By way of example, when an organization’s objective is deriving value from a target’s technology, specific technology-related due diligence should be prioritized. Organizations should perform deeper dives here to assess the stability, extensibility and validity of the target’s technological capabilities (with the original target evaluation criteria in mind). A technical assessment of this nature may cover the following:

  • Expandability and scalability
  • Lifespan
  • Costs to operate and support
  • Support methods and stability
  • Company dependency on the technology
  • Risks
  • Planned initiatives
  • Capital investment required
  • Software licensing and ownership of all technologies
  • Nature of IP and ownership
  • Infrastructure requirements

In the above case, if technological issues are a primary concern, it is better to understand the implications earlier in the process rather than later, when people and money resources have been wasted on less-critical evaluations.

3. Building Execution and Reporting Capabilities

Few steps play a more important role in deal success than how an organization coordinates the execution of due diligence workstreams. Regardless of deal size, there will be commercial, legal and operational due diligence efforts competing for attention and resources. Firing off generic information-gathering requests to targets or internal stakeholders and expecting complete, accurate and timely responses is a sure way to slow deal progress.

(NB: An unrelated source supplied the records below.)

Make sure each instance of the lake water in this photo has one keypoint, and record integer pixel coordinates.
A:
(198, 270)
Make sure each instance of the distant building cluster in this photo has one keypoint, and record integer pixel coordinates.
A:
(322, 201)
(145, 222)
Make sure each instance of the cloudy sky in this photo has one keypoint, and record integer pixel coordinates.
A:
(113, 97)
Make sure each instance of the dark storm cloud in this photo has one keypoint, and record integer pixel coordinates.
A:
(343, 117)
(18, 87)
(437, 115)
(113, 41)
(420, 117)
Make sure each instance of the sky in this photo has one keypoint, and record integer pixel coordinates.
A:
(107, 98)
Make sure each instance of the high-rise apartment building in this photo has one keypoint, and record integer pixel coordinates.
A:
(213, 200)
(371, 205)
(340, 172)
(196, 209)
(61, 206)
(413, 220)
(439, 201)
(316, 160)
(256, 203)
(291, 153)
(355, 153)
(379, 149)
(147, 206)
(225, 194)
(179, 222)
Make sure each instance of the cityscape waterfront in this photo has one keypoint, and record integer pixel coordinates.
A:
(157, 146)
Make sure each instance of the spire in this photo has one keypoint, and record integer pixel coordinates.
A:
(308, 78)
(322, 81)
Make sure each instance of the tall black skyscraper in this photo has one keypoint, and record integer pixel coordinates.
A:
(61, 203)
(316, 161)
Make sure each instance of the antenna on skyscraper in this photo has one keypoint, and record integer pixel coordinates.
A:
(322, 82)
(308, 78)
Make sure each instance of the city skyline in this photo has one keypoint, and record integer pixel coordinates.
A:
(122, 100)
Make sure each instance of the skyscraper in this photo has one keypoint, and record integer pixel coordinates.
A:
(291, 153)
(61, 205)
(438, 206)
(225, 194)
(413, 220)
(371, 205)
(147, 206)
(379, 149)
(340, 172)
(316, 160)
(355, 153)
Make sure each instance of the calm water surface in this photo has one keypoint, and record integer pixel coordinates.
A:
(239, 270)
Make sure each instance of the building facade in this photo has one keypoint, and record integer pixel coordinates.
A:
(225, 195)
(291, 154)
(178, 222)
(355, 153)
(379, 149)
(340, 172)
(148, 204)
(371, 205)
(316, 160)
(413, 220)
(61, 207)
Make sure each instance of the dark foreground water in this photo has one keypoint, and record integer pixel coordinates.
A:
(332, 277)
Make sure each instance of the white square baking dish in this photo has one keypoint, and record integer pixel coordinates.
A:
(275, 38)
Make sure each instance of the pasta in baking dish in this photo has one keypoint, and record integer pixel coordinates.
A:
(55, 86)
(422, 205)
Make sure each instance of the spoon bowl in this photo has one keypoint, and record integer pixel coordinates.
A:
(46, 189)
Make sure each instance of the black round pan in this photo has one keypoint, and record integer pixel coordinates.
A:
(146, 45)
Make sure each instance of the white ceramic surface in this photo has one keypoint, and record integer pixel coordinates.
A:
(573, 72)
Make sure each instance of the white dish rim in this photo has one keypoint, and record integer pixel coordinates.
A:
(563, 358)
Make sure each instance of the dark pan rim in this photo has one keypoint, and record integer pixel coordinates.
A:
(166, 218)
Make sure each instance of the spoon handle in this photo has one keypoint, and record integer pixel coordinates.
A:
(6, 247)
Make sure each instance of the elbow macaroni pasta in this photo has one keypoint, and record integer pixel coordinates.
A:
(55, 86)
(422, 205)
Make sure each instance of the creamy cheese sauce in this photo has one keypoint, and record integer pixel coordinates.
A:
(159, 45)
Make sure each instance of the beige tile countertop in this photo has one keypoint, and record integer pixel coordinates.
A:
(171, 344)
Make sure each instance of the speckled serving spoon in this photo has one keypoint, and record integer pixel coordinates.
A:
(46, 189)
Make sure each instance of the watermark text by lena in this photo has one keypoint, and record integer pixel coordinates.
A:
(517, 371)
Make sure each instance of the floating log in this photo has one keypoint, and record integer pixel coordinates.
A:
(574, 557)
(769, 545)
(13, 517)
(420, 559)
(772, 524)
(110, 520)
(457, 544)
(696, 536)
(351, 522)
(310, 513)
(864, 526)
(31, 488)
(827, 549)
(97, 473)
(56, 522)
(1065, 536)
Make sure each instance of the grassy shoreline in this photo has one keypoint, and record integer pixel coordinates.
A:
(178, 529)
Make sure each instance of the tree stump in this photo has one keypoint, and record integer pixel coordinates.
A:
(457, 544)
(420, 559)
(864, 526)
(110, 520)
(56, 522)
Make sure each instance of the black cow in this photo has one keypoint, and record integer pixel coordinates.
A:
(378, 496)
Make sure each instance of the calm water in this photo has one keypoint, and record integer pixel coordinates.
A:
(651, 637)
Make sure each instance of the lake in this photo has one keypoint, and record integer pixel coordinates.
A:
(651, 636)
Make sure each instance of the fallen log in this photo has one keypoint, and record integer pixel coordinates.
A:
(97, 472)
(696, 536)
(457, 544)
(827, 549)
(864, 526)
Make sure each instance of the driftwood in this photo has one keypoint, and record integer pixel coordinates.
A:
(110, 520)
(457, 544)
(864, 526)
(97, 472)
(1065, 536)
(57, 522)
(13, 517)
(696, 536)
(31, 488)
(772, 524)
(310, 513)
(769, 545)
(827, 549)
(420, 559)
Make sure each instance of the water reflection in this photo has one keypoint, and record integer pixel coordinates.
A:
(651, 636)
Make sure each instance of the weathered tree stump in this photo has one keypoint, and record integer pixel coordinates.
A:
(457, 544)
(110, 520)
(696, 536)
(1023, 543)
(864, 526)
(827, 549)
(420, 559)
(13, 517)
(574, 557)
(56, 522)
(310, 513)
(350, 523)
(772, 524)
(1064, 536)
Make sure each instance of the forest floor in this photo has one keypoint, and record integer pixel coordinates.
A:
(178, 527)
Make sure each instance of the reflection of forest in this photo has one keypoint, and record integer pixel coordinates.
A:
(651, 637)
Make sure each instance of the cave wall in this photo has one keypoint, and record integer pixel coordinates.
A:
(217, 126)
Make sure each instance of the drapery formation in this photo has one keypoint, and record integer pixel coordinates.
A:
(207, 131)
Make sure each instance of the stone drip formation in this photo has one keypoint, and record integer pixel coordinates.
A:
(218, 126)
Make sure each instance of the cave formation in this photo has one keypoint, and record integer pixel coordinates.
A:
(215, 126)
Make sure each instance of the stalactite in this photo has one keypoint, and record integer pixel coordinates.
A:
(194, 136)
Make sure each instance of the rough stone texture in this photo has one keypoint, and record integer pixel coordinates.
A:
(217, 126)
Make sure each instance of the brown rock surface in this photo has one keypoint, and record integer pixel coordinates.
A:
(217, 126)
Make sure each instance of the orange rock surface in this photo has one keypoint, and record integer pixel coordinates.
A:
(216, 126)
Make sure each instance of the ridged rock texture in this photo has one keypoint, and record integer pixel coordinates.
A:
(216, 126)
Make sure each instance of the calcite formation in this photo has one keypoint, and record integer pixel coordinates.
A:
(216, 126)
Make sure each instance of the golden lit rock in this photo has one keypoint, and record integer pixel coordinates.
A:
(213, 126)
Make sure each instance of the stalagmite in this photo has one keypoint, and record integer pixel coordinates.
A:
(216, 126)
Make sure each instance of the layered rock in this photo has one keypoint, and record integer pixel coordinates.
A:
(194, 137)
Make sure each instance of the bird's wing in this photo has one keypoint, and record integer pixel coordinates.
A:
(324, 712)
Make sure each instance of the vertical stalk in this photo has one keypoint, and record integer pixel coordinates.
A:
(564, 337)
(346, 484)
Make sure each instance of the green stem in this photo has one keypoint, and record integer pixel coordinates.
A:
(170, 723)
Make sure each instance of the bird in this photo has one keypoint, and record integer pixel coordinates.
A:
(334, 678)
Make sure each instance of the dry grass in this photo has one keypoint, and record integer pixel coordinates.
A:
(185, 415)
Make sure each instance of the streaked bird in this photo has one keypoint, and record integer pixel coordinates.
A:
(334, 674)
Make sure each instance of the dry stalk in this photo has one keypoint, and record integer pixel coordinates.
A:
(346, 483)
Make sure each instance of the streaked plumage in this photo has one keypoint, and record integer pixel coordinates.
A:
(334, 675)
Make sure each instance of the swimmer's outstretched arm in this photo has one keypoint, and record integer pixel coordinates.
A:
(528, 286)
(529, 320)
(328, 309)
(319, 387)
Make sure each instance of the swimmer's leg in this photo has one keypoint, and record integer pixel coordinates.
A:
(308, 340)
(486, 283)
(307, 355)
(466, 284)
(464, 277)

Organizations need to regularly review their execution capabilities and plans for communicating deal progress. A starting place for many organizations is by improving the tools used to drive due diligence information gathering and the resultant document management. Here, the use of a virtual data room, or VDR is recommended.

A VDR is a software solution that acts as a central hub for communication, task-assignment and progress display. By implementing a VDR, M&A teams reduce the deal-stalling that comes with endless email relay, disconnected question and answering, un-trackable stakeholder tasks and accountability gaps.

While comprehensive checklists bring new levels of deal thoroughness and help surface pre-deal risks, checklists alone are not indicative of efficiency. The VDR functionality of a Smart M&A Platform helps the deal team link due diligence findings directly to integration activities, use partner resources effectively and move through diligence categories more systematically. Practically, organizations need to scrap the old model of disconnected data repositories and ad-hoc Excel files. Using a Smart M&A Platform reduces buy and sell-side workloads and represents one of the most significant growth-points for due diligence excellence.

Moving deal activity out of email and static Excel-trackers also results in sharing and reporting gains. The VDR functionality of a Smart M&A Platform delivers confidential, easy access to files and task or project status reports. With administrative controls, deal teams can provision access to the right person for the right thing. Automation improvements, such as email alerts, support modernized exchanges with stakeholder audiences that don’t clog up the to-do list. And a Smart M&A Platform means no software has to be installed and ease of use.